Drivers

Robert Kubica

Kubica was mad about speed when he was just a toddler and at four talked his father into buying him a tiny off-road vehicle. He then moved on to karts at seven but could not get a licence to race until he was 10 and so had to make do with running around in car parks. He then did three years of racing in Poland before his father decided to take him international. After three races they ran out of money but the CRG kart company recognised his talent and took him on to test and race. That year he became the first foreign driver to win the Italian national kart championship and was second in the European series and he remained a top level kart racer until switching to cars in 2001. He was signed up as a member of the Renault Development Driver programme and in 2002 finished runner-up in the Italian Formula Renault series and seventh in the European series. He was due to move up to the Formula 3 Euroseries in 2003 but was a passenger in a serious road accident and suffered serious arm injuries which meant that he had 18 titanium bolts in his arm. Despite this he entered the Euroseries with Prema Powerteam and won his first race and was 12th at the end of the year, despite his late start. In 2004 he moved to ASL Mucke Motorsport but it was a poor year and was dropped by Renault. He decided to race in the Renault World Series in 2005 with the Epsilon Euskadi team and dominated the championship and so earned an F1 test drive with Renault and did so well in that test that three weeks later he was signed by the BMW Sauber F1 Team to be its test driver in 2006. His impressive showings in Friday testing at races and in private tests led BMW to decide to drop Jacques Villeneuve before the Hungarian Grand Prix. Kubica set tongues wagging when he qualified ninth and raced to seventh before his car was excluded for being fractionally underweight - a disappointment for the ambitious Pole. At Monza - his third race - he led the Grand Prix and finished third. This impressive work led to him being retained by the team in 2007.

2007 was the year that Kubica had his horrific accident in Montreal. It started when Kubica's BMW Sauber clipped Jarno Trulli's Toyota, and that sent the BMW straight into a wall after which the car ricocheted back on the track in a series of frightening tumbling flips before coming to rest on its side. Briefly unconscious, Kubica was taken first to the track medical center and then a hospital in Montreal. He was kept overnight for observation and was released the next morning with nothing more than a sprained ankle. Doctors made Kubica sit out the next race, in Indianapolis, and that gave Sebastian Vettel the opportunity to make his F1 debut.

Kubica finished sixth in the championship thanks to 11 points finishes including a third in Bahrain. But he had difficulty in adapting to the new Bridgestone tires. His teammate Nick Heidfeld coped well with the tires and outperformed the Pole.

One year after his accident Kubica won his first grand prix as he drove to victory in Canada after Lewis Hamilton knocked Kimi Raikkonen out of the race in the pit lane. That left Kubica perfectly poised to snatch a fortuitous but poignant and well deserved win. Kubica's teammate Heidfeld could have won as well but came out on the wrong end of BMW's pit strategy.

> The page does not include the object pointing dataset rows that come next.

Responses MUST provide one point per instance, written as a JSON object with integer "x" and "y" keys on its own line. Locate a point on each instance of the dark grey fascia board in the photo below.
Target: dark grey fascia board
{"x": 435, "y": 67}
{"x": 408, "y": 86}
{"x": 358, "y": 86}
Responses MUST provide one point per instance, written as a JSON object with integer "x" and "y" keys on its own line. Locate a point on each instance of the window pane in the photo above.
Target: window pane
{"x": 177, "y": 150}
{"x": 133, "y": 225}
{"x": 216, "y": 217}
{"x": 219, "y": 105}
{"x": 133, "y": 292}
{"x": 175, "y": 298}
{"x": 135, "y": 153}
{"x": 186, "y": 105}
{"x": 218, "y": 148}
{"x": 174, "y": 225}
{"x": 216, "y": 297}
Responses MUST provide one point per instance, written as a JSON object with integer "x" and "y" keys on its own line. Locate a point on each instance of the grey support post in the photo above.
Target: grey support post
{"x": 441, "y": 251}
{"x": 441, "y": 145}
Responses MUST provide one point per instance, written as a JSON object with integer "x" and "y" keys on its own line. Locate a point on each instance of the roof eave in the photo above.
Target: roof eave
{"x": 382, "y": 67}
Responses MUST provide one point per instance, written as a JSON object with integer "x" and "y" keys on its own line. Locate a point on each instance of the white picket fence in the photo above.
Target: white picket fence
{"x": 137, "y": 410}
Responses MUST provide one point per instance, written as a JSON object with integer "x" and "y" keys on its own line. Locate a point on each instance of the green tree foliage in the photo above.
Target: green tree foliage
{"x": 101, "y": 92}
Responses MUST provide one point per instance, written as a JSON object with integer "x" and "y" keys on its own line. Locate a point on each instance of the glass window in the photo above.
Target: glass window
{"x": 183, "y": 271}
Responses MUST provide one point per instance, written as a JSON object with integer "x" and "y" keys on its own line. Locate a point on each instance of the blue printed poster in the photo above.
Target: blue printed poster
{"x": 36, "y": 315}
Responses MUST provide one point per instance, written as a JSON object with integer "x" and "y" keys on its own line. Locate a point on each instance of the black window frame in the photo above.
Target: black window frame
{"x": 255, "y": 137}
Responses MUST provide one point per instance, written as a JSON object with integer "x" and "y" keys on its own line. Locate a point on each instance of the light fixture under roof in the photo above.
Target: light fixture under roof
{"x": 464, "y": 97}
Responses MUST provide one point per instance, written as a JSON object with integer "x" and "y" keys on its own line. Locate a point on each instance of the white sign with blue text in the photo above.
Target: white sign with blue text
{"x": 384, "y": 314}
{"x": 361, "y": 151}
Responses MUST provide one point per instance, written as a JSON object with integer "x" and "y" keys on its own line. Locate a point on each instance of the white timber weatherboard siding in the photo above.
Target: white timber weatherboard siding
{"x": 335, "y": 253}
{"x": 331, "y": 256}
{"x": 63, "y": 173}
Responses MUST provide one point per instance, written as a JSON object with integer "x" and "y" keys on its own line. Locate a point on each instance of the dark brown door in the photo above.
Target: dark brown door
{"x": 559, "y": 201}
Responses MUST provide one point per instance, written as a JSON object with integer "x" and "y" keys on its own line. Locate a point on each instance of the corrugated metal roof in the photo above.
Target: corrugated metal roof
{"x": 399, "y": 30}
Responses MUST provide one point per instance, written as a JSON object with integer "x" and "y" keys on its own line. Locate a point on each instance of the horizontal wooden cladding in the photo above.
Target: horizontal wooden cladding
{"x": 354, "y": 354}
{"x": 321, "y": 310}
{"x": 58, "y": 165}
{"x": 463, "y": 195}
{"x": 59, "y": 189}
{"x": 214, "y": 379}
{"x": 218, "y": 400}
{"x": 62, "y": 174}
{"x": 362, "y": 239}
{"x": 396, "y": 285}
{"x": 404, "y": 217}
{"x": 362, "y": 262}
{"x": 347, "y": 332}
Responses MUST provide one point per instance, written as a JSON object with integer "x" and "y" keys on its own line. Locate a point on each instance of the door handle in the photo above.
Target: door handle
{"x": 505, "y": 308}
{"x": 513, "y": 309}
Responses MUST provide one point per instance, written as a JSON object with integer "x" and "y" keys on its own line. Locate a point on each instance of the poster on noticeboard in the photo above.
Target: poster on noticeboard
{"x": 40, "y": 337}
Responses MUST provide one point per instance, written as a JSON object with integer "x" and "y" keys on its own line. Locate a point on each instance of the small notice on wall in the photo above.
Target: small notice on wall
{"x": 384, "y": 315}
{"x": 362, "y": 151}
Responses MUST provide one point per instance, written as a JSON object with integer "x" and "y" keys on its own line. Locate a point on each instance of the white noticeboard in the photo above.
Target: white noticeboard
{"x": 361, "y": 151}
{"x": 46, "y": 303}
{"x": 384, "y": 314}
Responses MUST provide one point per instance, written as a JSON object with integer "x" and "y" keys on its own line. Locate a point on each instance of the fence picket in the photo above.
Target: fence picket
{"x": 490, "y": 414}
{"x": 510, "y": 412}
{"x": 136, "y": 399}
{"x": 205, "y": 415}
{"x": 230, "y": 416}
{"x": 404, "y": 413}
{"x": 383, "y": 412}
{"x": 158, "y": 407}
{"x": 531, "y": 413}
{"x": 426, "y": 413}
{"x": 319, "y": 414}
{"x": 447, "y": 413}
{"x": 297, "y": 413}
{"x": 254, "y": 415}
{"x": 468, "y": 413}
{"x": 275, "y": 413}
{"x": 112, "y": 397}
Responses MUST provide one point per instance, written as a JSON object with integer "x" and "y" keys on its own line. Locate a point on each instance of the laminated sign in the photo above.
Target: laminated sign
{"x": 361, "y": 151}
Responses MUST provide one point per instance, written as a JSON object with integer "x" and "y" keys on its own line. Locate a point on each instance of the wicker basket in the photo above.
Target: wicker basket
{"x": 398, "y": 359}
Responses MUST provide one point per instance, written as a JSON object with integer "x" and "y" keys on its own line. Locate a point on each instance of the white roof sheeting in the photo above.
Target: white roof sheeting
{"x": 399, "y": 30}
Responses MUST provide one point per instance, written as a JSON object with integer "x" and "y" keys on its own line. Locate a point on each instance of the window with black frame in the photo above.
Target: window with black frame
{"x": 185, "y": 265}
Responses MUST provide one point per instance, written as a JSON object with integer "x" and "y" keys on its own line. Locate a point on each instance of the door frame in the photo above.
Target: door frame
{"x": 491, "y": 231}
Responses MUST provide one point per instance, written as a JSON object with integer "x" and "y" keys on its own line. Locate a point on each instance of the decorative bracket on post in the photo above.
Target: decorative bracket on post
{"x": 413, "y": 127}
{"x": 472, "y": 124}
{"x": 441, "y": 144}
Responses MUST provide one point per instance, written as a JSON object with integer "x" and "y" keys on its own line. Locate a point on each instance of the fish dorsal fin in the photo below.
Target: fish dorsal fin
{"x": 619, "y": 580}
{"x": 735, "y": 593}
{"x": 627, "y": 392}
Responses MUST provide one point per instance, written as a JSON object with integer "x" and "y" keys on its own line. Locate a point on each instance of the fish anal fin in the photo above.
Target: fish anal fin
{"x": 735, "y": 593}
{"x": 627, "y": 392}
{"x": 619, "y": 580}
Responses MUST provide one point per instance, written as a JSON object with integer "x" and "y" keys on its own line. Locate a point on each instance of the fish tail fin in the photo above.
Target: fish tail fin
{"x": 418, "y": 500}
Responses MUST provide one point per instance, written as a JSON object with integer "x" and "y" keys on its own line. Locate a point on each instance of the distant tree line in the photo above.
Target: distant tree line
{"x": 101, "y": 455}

In contrast to 2007, Kubica managed to get far more out of the tires than Heidfeld. Kubica had a strong season, with three second places, three thirds, and by scoring points in all but four races. With two races to go he was still in contention for the championship. But BMW had already achieved its programmed goal, which was to win a race and finish third in the constructors' championship. So, much to Kubica's chagrin, the team started focusing on 2009 instead of pouring its resources into trying to win the 2008 drivers' championship.

In retrospect Kubica was correct because BMW took a massive step backwards in 2009 when it finished a distant sixth in the constructors' championship. After placing fourth in 2008, Kubica tumbled to 14th in 2009. He only had five points races, with the highlight being an impressive second in Brazil. Kubica drove the BMW F1.09 far beyond its limits and made few mistakes, and many F1 observers rated him as one of the top five drivers of the season.

With BMW making its surprise withdrawal from F1, and all the seats with the top teams filled for 2010, Kubica ended up at Renault. Once again he performed over the car's limits. He finished second in Australia, and third in Monaco and Belgium. He probably would have finished on the podium in Japan as well if a rear wheel had not fallen off his Renault. He took points in 15 of 19 starts and placed eighth in the championships and just two points behind Nico Rosberg's Mercedes. Kubica enjoyed the atmosphere at Renault where the team was more prepared to listen to his ideas than BMW had been. Still, it took Kubica a while to convince the Renault engineers that Fernando Alonso had led them down the wrong chassis development path during his final races with the team in 2009.